The example is based off this post by Rick Waldron. It uses the HTML5 features in Chromium version 6. Follow on his post for install instructions.

So in a random controller, dump this code:

import time
class EventsourceController(BaseController):

    def page(self):
        """Serve a fully fledged HTML page"""
        return '<script src="%s"></script>Loaded...' % url.current(action='js')

    def js(self):
        """Serve the JavaScript referenced by the previous action"""
        response.content_type = 'text/javascript'
        return """
document.addEventListener('DOMContentLoaded', function () {
  
  var eventSrc  = new EventSource('%s');
  
  eventSrc.addEventListener('open', function (event) {
    console.log("OPEN");
    console.log(event.type);
  });
  
  eventSrc.addEventListener('message', function (event) {
    console.log("RECEIVED");
    console.log(event.type);
    console.log(event.data);
  
  });
  console.log("Loaded...");

}, false);
""" % url.current(action='event_sender')

    def event_sender(self):
        """Implement a full-blown Event collector and dispatcher"""
        response.headers['content-type'] = 'text/event-stream'
        # Don't use this! It will append a charset=utf-8 and it won't work.
        #response.content_type = 'text/event-stream'
        response.status_int = 200
        def go():
            for x in range(10):
                msg = "data: %s %s\n\n" % (x, time.time())
                time.sleep(2)
                yield msg
        return go()

With a generator, you can have any code wait for some external events (other users' input, UPS failures, mouse movements on the server) and send some events to your web client.
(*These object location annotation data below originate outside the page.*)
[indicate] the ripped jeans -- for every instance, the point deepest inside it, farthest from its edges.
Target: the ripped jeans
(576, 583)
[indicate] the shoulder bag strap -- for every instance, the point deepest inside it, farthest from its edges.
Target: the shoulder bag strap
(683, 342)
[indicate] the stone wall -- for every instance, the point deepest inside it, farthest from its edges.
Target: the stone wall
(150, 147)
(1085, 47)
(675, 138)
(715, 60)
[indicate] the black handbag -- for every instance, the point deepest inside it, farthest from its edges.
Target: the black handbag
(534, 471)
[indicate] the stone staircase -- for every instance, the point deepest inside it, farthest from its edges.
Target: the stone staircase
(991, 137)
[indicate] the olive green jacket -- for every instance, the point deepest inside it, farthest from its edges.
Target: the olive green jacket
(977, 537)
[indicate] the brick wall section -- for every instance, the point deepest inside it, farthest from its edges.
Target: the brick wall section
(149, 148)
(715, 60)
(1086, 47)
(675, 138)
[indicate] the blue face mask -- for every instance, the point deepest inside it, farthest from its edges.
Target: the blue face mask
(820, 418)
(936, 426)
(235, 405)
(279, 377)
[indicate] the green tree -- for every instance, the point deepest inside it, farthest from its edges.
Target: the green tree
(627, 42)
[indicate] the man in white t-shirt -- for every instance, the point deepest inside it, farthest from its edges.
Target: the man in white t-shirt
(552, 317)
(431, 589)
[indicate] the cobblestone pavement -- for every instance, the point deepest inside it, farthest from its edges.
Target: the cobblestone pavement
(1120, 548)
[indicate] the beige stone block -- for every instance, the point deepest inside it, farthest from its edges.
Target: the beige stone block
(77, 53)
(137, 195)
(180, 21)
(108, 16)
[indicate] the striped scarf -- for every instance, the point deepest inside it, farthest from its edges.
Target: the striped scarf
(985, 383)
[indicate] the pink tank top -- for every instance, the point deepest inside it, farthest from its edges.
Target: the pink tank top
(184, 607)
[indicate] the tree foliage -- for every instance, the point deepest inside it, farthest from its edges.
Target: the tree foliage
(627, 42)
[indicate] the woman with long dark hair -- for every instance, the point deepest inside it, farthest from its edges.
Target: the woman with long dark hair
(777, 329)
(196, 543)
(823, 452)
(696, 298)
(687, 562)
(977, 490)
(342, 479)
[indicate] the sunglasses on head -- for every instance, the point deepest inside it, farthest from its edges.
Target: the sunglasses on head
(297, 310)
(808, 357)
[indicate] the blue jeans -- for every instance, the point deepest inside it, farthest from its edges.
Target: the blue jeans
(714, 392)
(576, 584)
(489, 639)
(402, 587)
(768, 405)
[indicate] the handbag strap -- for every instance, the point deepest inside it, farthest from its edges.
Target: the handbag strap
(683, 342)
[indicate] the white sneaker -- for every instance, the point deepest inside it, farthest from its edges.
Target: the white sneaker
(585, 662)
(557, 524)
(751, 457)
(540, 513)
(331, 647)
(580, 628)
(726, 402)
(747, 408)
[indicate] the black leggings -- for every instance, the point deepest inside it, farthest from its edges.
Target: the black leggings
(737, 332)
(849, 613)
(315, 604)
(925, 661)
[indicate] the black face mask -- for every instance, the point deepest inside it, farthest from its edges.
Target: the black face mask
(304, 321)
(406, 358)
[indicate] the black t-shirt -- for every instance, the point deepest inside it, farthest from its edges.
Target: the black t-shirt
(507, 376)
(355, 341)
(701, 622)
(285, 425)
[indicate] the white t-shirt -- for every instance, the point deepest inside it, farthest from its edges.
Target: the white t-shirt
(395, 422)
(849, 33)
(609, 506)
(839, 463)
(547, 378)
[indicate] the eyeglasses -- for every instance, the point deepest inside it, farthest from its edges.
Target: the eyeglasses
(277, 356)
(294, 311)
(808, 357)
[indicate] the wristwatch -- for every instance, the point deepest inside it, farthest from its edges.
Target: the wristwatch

Make sure you take the ErrorHandler middleware out in config/middleware.py, because it buffers the output: it will keep the data from being flushed to the web user until all the content is finished processing. Another option would be to turn debugging off in your .ini file.

def make_app(global_conf, full_stack=True, static_files=True, **app_conf):
    ...
    # CUSTOM MIDDLEWARE HERE (filtered by error handling middlewares)

    if asbool(full_stack):
        # Handle Python exceptions
        #app = ErrorHandler(app, global_conf, **config['pylons.errorware'])
    ...

Point your browser to your http://.../{controller}/page with Chromium 6, and watch the events being printed to the control (Ctrl+Shift+J).

Now put some Gevent and Greenlet goodness in there, and you'll have some real-time app server in no time!